With God's help, Joseph wisely understands the dreams as a foretelling of seven years of plenty followed by seven years of famine. Phaoroah, sensing Joseph's wisdom, appoints him as Minister of Agriculture and empowers Joseph to implement a conservation plan. It is in this role that Joseph encounters his brothers who have come down from the land of Canaan to Egypt seeking food. Seeking an audience with Joseph, his brothers are completely unaware of his ture identity. Joseph, however recognizes them and begins a game of deception that leads to a bargain whereby his brothers will receive food ONLY if they return with their father's youngest son, Benjamin. Joseph's manipulation continues as he plants a chalice in Benjamin's bag. When his guards stop the departing brothers, Joseph decrees that Benjamin will remain as his personal slave as punishment for the theft while the others are permitted to return to Canaan. On this note the portion concludes.

Whew! You can't find this much drama on HBO.
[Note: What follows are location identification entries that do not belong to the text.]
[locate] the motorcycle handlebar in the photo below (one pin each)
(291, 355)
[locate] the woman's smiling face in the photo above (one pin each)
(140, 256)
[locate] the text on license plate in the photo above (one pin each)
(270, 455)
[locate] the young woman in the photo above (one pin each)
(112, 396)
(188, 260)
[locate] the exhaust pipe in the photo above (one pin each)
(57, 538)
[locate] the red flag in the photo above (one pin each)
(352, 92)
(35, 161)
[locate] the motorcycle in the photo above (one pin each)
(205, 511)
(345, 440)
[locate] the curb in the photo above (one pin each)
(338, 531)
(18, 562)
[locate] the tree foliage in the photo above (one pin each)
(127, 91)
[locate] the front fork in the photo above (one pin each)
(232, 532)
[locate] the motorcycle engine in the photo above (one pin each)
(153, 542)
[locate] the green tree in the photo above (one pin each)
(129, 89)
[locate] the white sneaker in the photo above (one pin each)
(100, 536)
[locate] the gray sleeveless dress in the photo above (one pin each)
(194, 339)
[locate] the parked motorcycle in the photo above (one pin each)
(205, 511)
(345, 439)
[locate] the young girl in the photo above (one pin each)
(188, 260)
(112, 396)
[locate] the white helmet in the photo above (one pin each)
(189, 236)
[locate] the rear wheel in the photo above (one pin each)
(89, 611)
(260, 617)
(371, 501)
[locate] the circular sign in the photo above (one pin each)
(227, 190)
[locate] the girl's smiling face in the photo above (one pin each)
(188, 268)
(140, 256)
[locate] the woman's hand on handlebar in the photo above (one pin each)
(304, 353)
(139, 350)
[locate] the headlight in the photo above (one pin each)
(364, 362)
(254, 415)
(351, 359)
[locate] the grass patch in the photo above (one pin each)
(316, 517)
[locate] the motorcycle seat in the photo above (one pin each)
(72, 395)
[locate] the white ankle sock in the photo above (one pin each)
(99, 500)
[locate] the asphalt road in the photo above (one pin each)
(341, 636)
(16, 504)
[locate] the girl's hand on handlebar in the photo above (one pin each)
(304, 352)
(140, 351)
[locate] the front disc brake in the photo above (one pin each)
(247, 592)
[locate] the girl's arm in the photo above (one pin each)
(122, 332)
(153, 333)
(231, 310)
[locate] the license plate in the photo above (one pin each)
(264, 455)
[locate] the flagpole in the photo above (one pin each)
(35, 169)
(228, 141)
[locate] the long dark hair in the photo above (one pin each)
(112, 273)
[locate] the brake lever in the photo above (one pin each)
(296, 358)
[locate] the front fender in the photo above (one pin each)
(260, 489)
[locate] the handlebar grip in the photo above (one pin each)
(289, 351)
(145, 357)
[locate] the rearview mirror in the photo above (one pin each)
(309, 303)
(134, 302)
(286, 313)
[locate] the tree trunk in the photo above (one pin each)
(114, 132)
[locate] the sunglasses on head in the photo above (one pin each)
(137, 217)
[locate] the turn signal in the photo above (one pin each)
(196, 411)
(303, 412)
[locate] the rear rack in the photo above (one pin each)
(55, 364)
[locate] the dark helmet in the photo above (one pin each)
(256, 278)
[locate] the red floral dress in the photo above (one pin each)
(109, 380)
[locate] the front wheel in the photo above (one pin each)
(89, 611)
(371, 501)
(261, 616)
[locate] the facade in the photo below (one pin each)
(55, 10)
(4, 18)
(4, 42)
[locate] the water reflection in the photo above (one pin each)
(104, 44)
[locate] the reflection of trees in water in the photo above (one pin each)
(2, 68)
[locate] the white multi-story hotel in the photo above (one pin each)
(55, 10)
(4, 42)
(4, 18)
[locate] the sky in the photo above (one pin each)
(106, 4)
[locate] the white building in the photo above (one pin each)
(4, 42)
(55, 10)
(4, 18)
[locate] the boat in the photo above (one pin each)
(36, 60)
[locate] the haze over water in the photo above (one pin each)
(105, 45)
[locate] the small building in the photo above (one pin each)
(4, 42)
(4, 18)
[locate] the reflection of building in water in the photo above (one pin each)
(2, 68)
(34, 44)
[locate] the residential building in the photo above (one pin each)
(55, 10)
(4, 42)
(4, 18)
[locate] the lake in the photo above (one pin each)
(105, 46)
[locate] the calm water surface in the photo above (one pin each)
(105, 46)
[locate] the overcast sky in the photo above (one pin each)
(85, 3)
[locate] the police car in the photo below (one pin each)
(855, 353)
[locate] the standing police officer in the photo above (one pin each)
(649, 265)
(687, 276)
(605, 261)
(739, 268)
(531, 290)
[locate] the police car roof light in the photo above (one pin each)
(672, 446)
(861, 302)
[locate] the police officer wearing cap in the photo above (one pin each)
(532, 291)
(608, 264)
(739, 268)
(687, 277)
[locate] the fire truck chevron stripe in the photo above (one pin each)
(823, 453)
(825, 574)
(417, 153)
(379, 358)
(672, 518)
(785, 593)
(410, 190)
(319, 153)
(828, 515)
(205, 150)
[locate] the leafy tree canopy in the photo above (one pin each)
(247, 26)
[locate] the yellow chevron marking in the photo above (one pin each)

Our rabbis were particularly enthralled by Joseph's behavior. To no surprise, they disagreed about the morality of Joseph's underlying intent. To some, Joseph is referred to Yosef ha tzaddik, Joseph the Righteous. But to others, his actions seem vengeful and cruel.

Maurice Samuels, author of "Certain People of the Book," characterizes Joseph's behavior as callous. Samuels draws attention to how capriciously Joseph toyed with his brothers while his elderly father and his brothers' wives and their small children waited for bread. Samuels is embarrassed by what he deems Joseph's, "wantonness, frivolity, and cruelty." 15th century scholar, Don Isaac Abravanel also questioned Josheph's behavior. The brothers' actions, while evil in intention, had ultimately served Joseph for good. Abravanel argues that Joseph's rise to power could never have occurred if he had not first been sold into slavery. Abravanel cannot understand, therefore, why Joseph acts with such cruelty.

On the other hand, others have drawn much less critical conclusions about our forefather. Nachmanides interpreted Joseph's actions simply as an effort to help fulfill his youthful prophecy that one day his brothers would serve him. Rabbi Levi Yitzchak of Berdichev went a step futher. teaching that it was a sign of Joseph's righteousnss that he did not immediately reveal himself to his brothers. He made himself a stranger to them so that it appeared that his brothers were simply bowing to a king. He also did not send word of his survival to his father, because he wanted to spare his brothers the bitterness of defeat. Levi Yitzchak believed that Joseph's pretense of being a stranger was actually an act of kindness.

And as for the hoops Joseph made his brothers jump through: These could be interpreted as a test he had devised to ensure that they had truly repented for the cruelty they had done to him. He wanted to create some way to determine that his brothers had grown morally. Thus, when faced with the choice of leaving Benjamin to slavery and allowing the rest of the brothers to escape or to all go down together, the brothers chose to sacrifice themselves to protect Benjamin. In this way they demonstrated true teshuvah, true repentance. They encountered a similar situation to that of when they sold Joseph into slavery, and this time, they behaved selflessly.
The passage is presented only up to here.